Però sarebbe ingiusto obiettare che questa riforma non sia anche necessaria. È
necessaria, invece, e per almeno due
ragioni. In primo luogo per un'istanza di legalità, benché nessuno ci
faccia troppo caso. Ma sta di fatto che la legalità
costituzionale rimane ostaggio ormai da lungo tempo della contesa fra due
Costituzioni, quella formale e quella «materiale». Urge riallinearle, in un
modo o nell'altro. Non possiamo andare
avanti con un parlamentarismo scritto e un presidenzialismo immaginato.
Anche perché la garanzia di regole incerte diventa fatalmente una garanzia
incerta. E perché nessuno prenderà mai troppo sul serio le leggi e le leggine,
se la legge più alta non è una cosa seria.
In secondo luogo, è altrettanto necessaria
una cura di semplicità, per la politica
e per le stesse istituzioni. C'è un che d'eccessivo nell'arsenale di
strumenti e di tormenti che la riforma del 2001 aveva trasferito alle Regioni:
almeno in questo caso, per andare avanti bisognerà tornare indietro. C'è un
eccesso nella doppia fiducia di cui
ogni esecutivo deve armarsi per scendere in battaglia, restando il più delle
volte disarmato. E infatti abbiamo fin qui sperimentato un bipolarismo
imperfetto con un bicameralismo perfetto; meglio invertire gli aggettivi.

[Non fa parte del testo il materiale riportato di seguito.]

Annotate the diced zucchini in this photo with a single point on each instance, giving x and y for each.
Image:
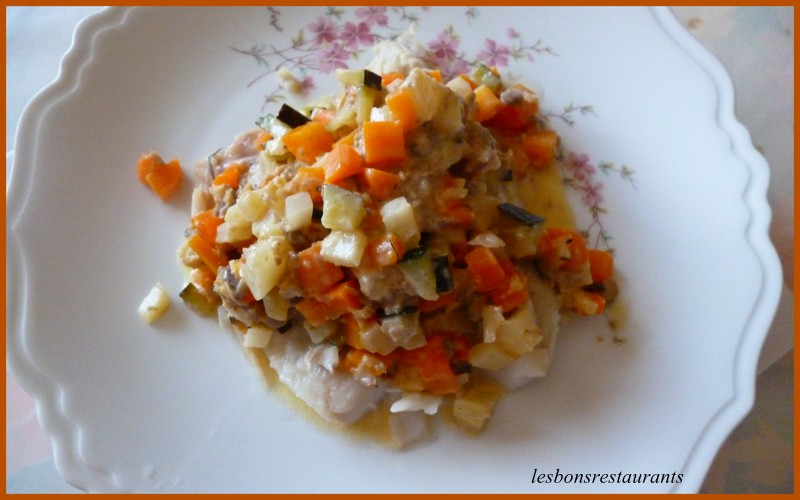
(155, 303)
(419, 271)
(341, 209)
(197, 301)
(344, 248)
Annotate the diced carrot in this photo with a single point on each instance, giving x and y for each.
(231, 176)
(390, 77)
(601, 265)
(333, 303)
(343, 297)
(432, 363)
(560, 248)
(314, 273)
(514, 290)
(343, 161)
(436, 74)
(308, 141)
(540, 147)
(511, 117)
(443, 300)
(401, 105)
(166, 179)
(206, 224)
(315, 311)
(262, 140)
(147, 164)
(310, 180)
(469, 80)
(488, 104)
(209, 254)
(487, 273)
(380, 183)
(384, 143)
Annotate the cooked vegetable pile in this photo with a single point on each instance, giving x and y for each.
(378, 240)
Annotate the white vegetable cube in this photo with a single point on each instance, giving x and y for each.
(489, 356)
(257, 337)
(265, 264)
(473, 408)
(154, 304)
(298, 209)
(398, 217)
(341, 209)
(344, 248)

In
ultimo, è eccessiva l'officina delle
leggi: troppi meccanici, troppe catene di montaggio.
Ma i
guai s'addensano quando dai principi
filosofici si passa alle regole
concrete. Così, la riforma elenca 22
categorie di leggi bicamerali. Sulle altre il Senato può intervenire su richiesta
d'un terzo dei suoi mèmbri, e in seguito approvare modifiche che la Camera può
disattendere a maggioranza semplice, ma in un caso a maggioranza assoluta.
Insomma, non è affatto vero che la
riforma renda meno complicato l'iter legis. E dunque non è vero che semplifichi la vita del nostro Parlamento. Però semplifica fin troppo la vita del governo,
l'unico pugile che resta davvero in piedi sul ring delle istituzioni. Perché
insieme al Parlamento barcolla il capo
dello Stato: con un esecutivo stabile, perderà il suo ruolo di commissario
delle crisi di governo, nonché — di fatto — il potere di decidere
l'interruzione anticipata della legislatura.
Da qui la preoccupazione che s'accompagna
alla riforma. Servirebbero maggiori
contrappesi, più contropoteri. Qualcosa c'è (come i cenni a uno statuto
delle opposizioni, l'argine ai decreti, il ricorso preventivo alla Consulta
sulle leggi elettorali), però non basta. Nonostante la logorrea dei
riformatori, qualche parolina in più non guasterebbe. Ma loro non ne hanno più
da spendere, noi siamo muti come pesci. Vorremmo rafforzare il tribunale costituzionale, spalancando
il suo portone all'accesso diretto di ogni cittadino (succede in Germania e in Spagna). Vorremmo rafforzare
il capo dello Stato, magari concedendogli il potere d'appellarsi a un
referendum, quando ravvisi in una
legge o in un decreto pericoli per la democrazia (succede in Francia). E in
conclusione vorremmo che l'elettore non
fosse trattato come un ospite nella casa delle istituzioni. Ma al referendum prossimo venturo l'ospite potrà
solo decidere se entrarvi oppure uscirvi, senza spostare nemmeno un
soprammobile. Intanto sta sull'uscio, guardando dal buco della serratura.